A Transgenic Alzheimer Rat with Plaques, Tau Pathology, Behavioral Impairment, Oligomeric Aβ, and Frank Neuronal Loss

Alzheimer's disease (AD) is hallmarked by amyloid plaques, neurofibrillary tangles, and widespread cortical neuronal loss (Selkoe, 2001). The amyloid cascade hypothesis posits that cerebral amyloid sets neurotoxic events into motion that precipitate Alzheimer dementia (Hardy and Allsop, 1991).
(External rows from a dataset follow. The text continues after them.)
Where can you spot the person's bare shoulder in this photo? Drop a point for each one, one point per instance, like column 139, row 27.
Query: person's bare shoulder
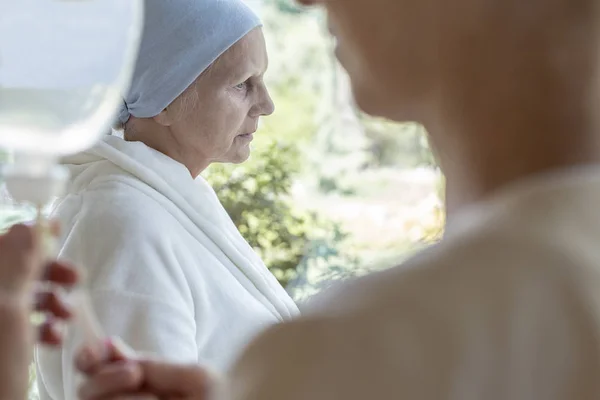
column 303, row 359
column 417, row 330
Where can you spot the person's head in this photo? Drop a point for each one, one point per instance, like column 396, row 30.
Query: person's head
column 198, row 91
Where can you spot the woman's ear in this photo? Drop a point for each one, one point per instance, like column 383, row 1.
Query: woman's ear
column 163, row 118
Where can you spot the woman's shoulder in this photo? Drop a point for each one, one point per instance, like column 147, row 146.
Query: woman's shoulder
column 113, row 207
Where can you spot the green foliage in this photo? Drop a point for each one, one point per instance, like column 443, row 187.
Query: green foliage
column 394, row 144
column 257, row 197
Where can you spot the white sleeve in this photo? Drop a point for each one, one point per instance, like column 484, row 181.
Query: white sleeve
column 137, row 289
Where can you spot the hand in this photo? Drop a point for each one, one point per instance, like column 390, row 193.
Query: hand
column 20, row 266
column 111, row 375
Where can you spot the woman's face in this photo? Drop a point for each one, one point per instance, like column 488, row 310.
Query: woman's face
column 215, row 118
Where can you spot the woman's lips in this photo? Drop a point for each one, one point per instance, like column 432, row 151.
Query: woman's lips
column 246, row 136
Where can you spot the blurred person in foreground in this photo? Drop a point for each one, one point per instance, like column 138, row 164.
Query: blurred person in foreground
column 507, row 305
column 20, row 266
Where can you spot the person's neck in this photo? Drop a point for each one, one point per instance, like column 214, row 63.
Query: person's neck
column 490, row 138
column 163, row 140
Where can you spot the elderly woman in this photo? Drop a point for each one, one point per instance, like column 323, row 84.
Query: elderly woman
column 167, row 269
column 507, row 305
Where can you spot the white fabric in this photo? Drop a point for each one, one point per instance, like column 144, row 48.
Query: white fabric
column 506, row 307
column 167, row 269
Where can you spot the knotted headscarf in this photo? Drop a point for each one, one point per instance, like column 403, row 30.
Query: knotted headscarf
column 181, row 39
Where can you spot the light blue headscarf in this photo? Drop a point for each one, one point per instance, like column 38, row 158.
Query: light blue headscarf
column 181, row 39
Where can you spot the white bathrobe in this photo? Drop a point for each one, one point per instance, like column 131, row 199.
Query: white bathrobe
column 167, row 269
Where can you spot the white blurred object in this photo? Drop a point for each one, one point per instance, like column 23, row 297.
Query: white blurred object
column 63, row 65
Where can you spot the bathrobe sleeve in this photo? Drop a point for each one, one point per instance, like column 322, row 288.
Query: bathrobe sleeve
column 129, row 257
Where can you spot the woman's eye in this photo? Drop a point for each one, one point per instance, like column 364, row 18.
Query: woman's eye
column 242, row 85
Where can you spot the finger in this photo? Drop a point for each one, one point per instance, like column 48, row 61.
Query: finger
column 55, row 229
column 116, row 379
column 51, row 302
column 19, row 236
column 49, row 333
column 61, row 273
column 91, row 357
column 176, row 380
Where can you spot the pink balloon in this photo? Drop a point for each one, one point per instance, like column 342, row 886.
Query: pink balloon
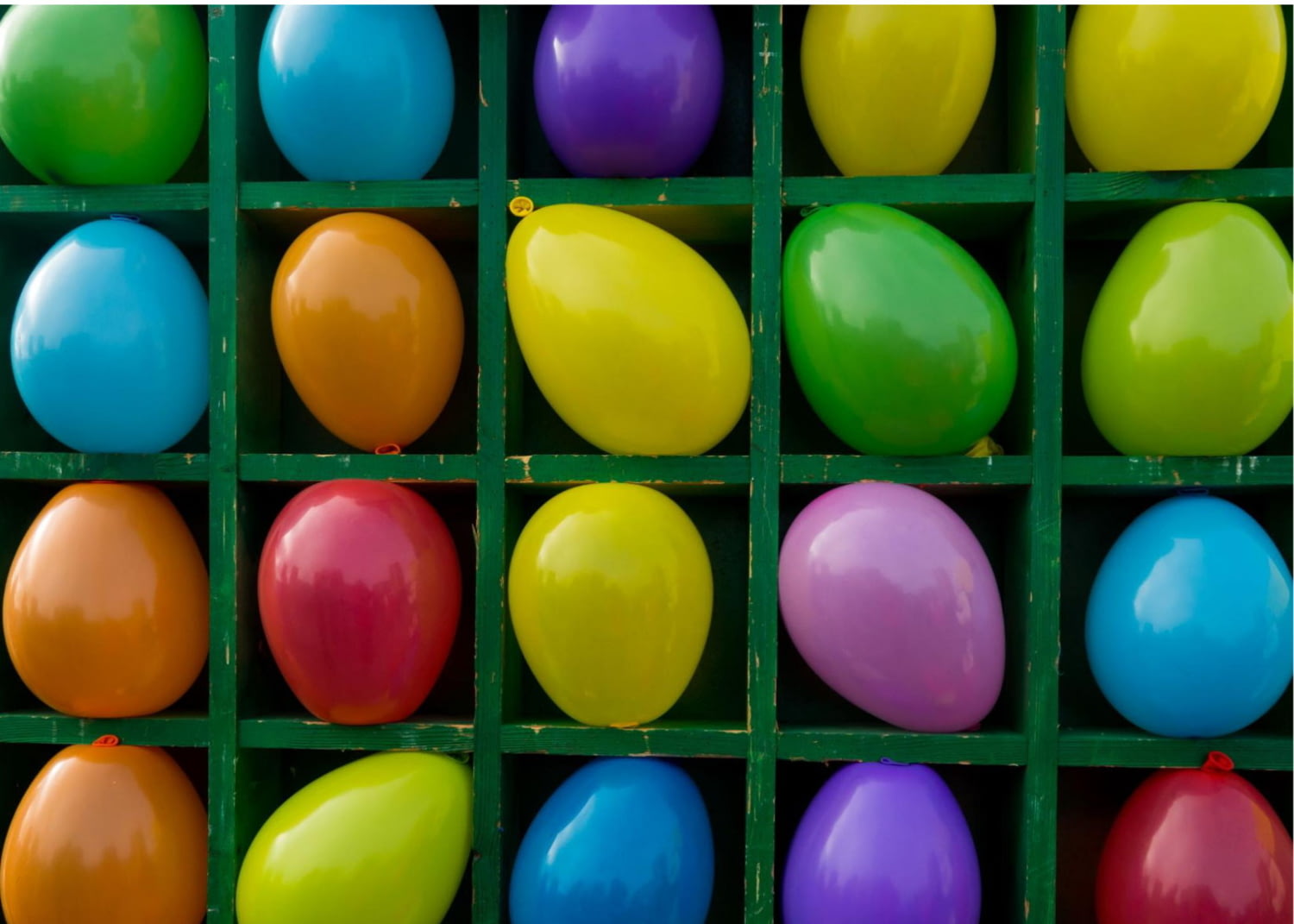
column 889, row 597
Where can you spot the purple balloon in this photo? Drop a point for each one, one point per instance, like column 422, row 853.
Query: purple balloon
column 629, row 91
column 883, row 843
column 890, row 600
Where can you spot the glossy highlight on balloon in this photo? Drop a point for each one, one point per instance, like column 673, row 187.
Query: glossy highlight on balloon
column 1172, row 87
column 339, row 111
column 633, row 338
column 360, row 590
column 611, row 592
column 113, row 835
column 105, row 607
column 874, row 124
column 629, row 91
column 1190, row 343
column 624, row 840
column 1190, row 624
column 890, row 600
column 383, row 839
column 369, row 326
column 898, row 338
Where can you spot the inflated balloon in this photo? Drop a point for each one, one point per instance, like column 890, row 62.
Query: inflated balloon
column 109, row 341
column 611, row 592
column 1190, row 623
column 106, row 833
column 629, row 91
column 629, row 333
column 624, row 840
column 360, row 590
column 874, row 124
column 1188, row 351
column 1172, row 87
column 1196, row 845
column 888, row 838
column 369, row 325
column 383, row 839
column 101, row 95
column 889, row 598
column 336, row 110
column 105, row 608
column 898, row 338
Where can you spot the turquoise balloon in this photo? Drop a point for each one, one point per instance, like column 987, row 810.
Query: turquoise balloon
column 898, row 338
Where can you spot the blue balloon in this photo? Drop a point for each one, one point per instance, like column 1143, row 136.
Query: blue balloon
column 109, row 341
column 1190, row 620
column 357, row 92
column 624, row 840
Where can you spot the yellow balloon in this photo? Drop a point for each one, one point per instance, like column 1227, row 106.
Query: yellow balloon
column 633, row 338
column 610, row 592
column 1172, row 87
column 895, row 90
Yet, faithful recapitulation of all AD features in widely used transgenic (Tg) mice engineered to overproduce A beta peptides has been elusive. We have developed a Tg rat model (line TgF344-AD) expressing mutant human amyloid precursor protein (APP(sw)) and presenilin 1 (PS1 Delta E9) genes, each independent causes of early-onset familial AD. TgF344-AD rats manifest age-dependent cerebral amyloidosis that precedes tauopathy, gliosis, apoptotic loss of neurons in the cerebral cortex and hippocampus, and cognitive disturbance. These results demonstrate progressive neurodegeneration of the Alzheimer type in these animals. The TgF344-AD rat fills a critical need for a next-generation animal model to enable basic and translational AD research.